Одним словом, жители этой деревни представляли собой настоящих детей леса, которые, казалось, совсем еще недавно обосновались здесь и только начали переходить от одной формы жизни к другой. Все они были завзятыми охотниками и отличными стрелками, приходили в волнение от одного только вида ружья. Крестьян других деревень, которые жили преимущественно среди полей, они называли полянами и тем самым как бы отличали их от себя, жителей лесов. А лесов и болот здесь был непочатый край. Сама деревня стояла на небольшой полянке среди леса и кустарников, и Лобанович все эти дни чувствовал себя так, словно что-то связывало его, словно на нем было надето тесное платье, — так давили со всех сторон на эту деревню плотные стены пущи, наседали с угрозой, будто она покушалась нарушить ее законные права. Край полянки прорезала железная дорога. Она проходила возле самой деревни, захватывая даже один конец улицы. Сразу же за переездом начинался лес.
Низкое солнце еле пробилось сквозь макушки деревьев. Небо прояснялось, начинал дуть восточный ветер; легкий морозец затягивал лужицы тонкой пеленой льда. Висевший все эти дни туман развеялся, всюду посветлело и повеселело. Даже этот угрюмый лес немного прояснился и выглядел более приветливо.
— Го, подмораживать начало! — весело проговорил полешук Степан Рылка и, соскочив с телеги, выломал хворостину и хлестнул ею своего худого, но довольно резвого коня.
— Эх, и лесу же у вас много! — сказал учитель, чтобы заговорить с полешуком и познакомиться с ним поближе.

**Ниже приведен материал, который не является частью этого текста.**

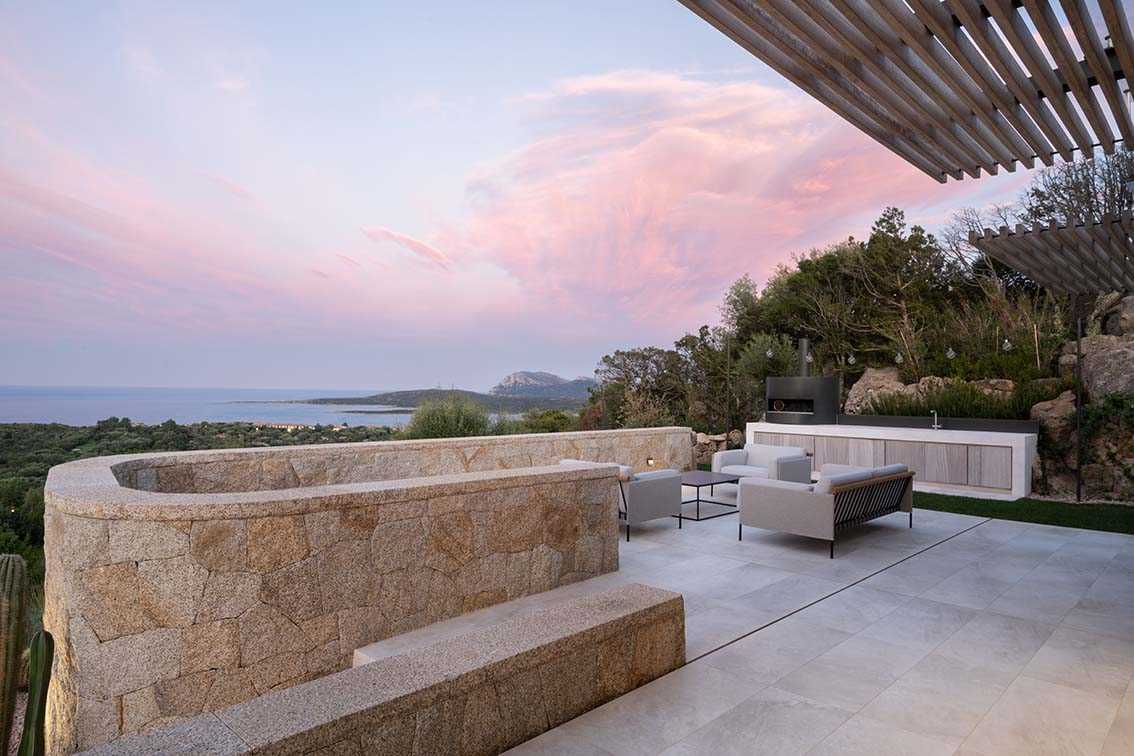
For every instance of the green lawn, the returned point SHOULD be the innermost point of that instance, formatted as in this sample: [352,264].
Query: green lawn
[1115,518]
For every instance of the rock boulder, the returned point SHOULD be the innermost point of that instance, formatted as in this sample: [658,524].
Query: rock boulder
[874,382]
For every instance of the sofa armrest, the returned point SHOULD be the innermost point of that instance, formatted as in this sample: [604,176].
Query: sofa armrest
[730,457]
[787,507]
[790,468]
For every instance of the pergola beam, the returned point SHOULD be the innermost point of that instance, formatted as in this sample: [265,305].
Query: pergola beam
[953,86]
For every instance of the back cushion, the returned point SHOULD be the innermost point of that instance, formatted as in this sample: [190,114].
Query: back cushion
[761,455]
[827,482]
[889,469]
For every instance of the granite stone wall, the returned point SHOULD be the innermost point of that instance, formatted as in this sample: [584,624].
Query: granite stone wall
[480,693]
[179,584]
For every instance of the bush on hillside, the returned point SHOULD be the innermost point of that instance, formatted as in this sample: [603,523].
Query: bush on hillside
[966,400]
[451,417]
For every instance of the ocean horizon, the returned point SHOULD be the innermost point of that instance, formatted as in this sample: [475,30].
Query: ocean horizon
[89,405]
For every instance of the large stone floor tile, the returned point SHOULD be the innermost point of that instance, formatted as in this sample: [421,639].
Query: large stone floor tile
[917,575]
[1120,737]
[853,609]
[771,722]
[558,742]
[1077,659]
[651,719]
[861,736]
[766,656]
[1033,599]
[970,587]
[996,647]
[787,595]
[1035,716]
[936,698]
[852,673]
[920,623]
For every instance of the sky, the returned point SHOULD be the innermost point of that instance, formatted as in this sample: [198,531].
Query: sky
[386,196]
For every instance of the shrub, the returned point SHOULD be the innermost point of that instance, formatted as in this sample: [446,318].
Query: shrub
[451,417]
[966,400]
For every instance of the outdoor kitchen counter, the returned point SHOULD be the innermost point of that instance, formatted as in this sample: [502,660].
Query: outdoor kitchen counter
[982,464]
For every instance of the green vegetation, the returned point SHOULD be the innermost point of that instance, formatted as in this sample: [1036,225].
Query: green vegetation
[13,629]
[1115,518]
[28,450]
[966,400]
[489,401]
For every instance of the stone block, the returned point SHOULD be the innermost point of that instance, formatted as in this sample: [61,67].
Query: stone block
[228,595]
[397,545]
[82,542]
[211,646]
[135,541]
[295,589]
[570,685]
[276,542]
[449,542]
[345,576]
[265,631]
[110,601]
[220,545]
[170,589]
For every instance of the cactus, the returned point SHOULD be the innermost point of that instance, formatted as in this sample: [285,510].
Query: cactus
[13,625]
[39,678]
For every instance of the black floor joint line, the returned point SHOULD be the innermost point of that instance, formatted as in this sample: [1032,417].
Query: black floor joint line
[834,593]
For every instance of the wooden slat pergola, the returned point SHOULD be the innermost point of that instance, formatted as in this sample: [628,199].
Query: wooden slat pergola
[1082,258]
[953,86]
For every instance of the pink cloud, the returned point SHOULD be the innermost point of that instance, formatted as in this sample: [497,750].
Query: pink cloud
[422,249]
[646,194]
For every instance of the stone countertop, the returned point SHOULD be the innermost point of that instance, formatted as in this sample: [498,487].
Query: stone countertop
[890,433]
[89,489]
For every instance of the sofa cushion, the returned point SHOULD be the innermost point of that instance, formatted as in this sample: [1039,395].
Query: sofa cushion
[772,483]
[745,470]
[828,482]
[649,475]
[761,455]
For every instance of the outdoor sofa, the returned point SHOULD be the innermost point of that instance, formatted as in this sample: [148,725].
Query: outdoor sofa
[643,497]
[763,460]
[844,497]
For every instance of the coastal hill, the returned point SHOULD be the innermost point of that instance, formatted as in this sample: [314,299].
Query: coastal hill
[533,383]
[515,393]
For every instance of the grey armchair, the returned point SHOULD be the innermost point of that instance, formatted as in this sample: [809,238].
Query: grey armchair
[766,461]
[643,495]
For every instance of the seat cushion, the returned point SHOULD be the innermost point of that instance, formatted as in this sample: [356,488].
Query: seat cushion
[745,470]
[828,482]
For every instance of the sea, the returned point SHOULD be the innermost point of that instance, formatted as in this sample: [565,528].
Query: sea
[89,405]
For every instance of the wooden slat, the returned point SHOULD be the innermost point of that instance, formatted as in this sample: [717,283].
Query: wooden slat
[725,17]
[1080,18]
[938,20]
[1056,42]
[910,111]
[954,86]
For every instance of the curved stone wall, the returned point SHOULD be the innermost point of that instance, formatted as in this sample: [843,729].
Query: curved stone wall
[184,583]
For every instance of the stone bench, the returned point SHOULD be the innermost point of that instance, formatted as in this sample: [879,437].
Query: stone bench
[480,691]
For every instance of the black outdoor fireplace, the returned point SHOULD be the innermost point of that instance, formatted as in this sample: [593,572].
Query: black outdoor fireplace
[803,399]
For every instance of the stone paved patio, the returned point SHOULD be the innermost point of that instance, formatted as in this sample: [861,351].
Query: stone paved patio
[963,635]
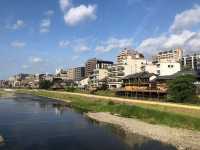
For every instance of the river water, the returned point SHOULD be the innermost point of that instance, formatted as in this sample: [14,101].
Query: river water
[34,123]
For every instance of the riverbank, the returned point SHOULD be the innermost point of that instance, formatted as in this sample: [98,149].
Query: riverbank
[4,93]
[177,117]
[181,138]
[154,119]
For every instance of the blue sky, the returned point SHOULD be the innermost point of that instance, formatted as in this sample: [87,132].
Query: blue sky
[41,35]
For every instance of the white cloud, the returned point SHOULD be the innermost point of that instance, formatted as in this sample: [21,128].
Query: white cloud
[187,40]
[17,25]
[64,43]
[114,43]
[49,13]
[78,45]
[36,60]
[64,4]
[186,19]
[75,57]
[75,15]
[179,37]
[81,48]
[25,66]
[18,44]
[45,25]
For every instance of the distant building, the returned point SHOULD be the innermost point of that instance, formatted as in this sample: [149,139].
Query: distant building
[174,54]
[125,53]
[71,74]
[60,73]
[168,62]
[79,73]
[129,62]
[165,68]
[94,63]
[191,62]
[83,84]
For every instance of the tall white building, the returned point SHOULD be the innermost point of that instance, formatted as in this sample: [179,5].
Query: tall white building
[168,62]
[129,62]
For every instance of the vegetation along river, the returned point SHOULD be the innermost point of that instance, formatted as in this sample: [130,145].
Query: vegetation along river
[34,123]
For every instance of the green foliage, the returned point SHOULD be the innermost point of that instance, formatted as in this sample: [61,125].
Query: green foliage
[45,84]
[70,88]
[182,89]
[84,104]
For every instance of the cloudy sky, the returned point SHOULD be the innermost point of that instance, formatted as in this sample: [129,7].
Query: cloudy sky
[41,35]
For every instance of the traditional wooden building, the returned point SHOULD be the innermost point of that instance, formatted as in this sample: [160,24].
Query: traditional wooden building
[142,85]
[148,85]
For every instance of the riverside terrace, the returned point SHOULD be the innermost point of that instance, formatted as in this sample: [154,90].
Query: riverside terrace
[148,85]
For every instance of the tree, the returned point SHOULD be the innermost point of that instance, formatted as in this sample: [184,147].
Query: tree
[182,89]
[45,84]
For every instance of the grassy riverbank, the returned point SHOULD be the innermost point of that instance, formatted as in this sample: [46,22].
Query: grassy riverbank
[150,115]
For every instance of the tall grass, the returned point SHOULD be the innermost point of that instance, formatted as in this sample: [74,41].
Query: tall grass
[148,115]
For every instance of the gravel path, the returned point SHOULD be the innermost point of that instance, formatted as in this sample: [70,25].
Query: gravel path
[132,101]
[181,138]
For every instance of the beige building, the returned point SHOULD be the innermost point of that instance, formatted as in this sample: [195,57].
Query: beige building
[174,54]
[71,74]
[129,62]
[98,75]
[125,53]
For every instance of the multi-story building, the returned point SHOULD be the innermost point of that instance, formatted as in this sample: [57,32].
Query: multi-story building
[168,62]
[128,63]
[125,53]
[166,68]
[94,63]
[79,73]
[174,54]
[60,73]
[191,62]
[99,73]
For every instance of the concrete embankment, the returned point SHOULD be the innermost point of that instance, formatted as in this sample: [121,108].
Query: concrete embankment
[181,138]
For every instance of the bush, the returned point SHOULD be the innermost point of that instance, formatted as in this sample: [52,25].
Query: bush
[45,84]
[182,89]
[70,88]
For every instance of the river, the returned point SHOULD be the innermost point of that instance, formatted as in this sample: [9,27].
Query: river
[35,123]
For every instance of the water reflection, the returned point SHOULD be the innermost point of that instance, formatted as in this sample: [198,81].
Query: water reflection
[35,123]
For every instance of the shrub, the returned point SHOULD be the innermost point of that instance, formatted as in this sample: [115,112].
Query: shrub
[45,84]
[70,88]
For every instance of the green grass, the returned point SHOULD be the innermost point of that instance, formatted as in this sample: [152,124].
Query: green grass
[153,116]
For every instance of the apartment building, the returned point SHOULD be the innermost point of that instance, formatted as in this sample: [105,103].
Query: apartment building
[71,74]
[167,68]
[125,53]
[79,73]
[129,62]
[94,63]
[168,62]
[191,62]
[99,73]
[174,54]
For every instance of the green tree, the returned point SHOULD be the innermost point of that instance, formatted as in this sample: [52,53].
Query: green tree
[45,84]
[182,89]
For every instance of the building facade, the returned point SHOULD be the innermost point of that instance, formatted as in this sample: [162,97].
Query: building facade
[99,73]
[94,63]
[165,68]
[125,53]
[168,62]
[79,73]
[128,62]
[191,62]
[174,54]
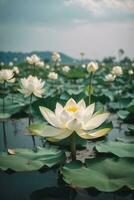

— О, лесу у нас много! — подтвердил Степан и повернулся к учителю. — Это вот теперь, когда провели здесь железную дорогу, его сводить начали, а прежде лес совсем не такой был. И зверья было много. Возле нашей деревни медведи водились. Еще батька нашего старосты, — знаешь, может? — старый Рыгор, старинного закала человек, живого медвежонка из лесу принес, у медведицы отнял!
— Как же это он?
— А бог его знает. Смелый. Да и здоровый, как дуб. Даром что ему теперь семьдесят лет, а когда забушует часом в хате Роман, его сын, староста наш, так старик, случается, не выдержит, возьмет его на руки, как ребенка, и сейчас же утихомирит, хотя Роман и не из слабых. Вот как! И отвезли того медвежонка графу Потоцкому. За это дозвол дали Рыгору охотиться в графских лесах, еще и пороху и дроби выдали.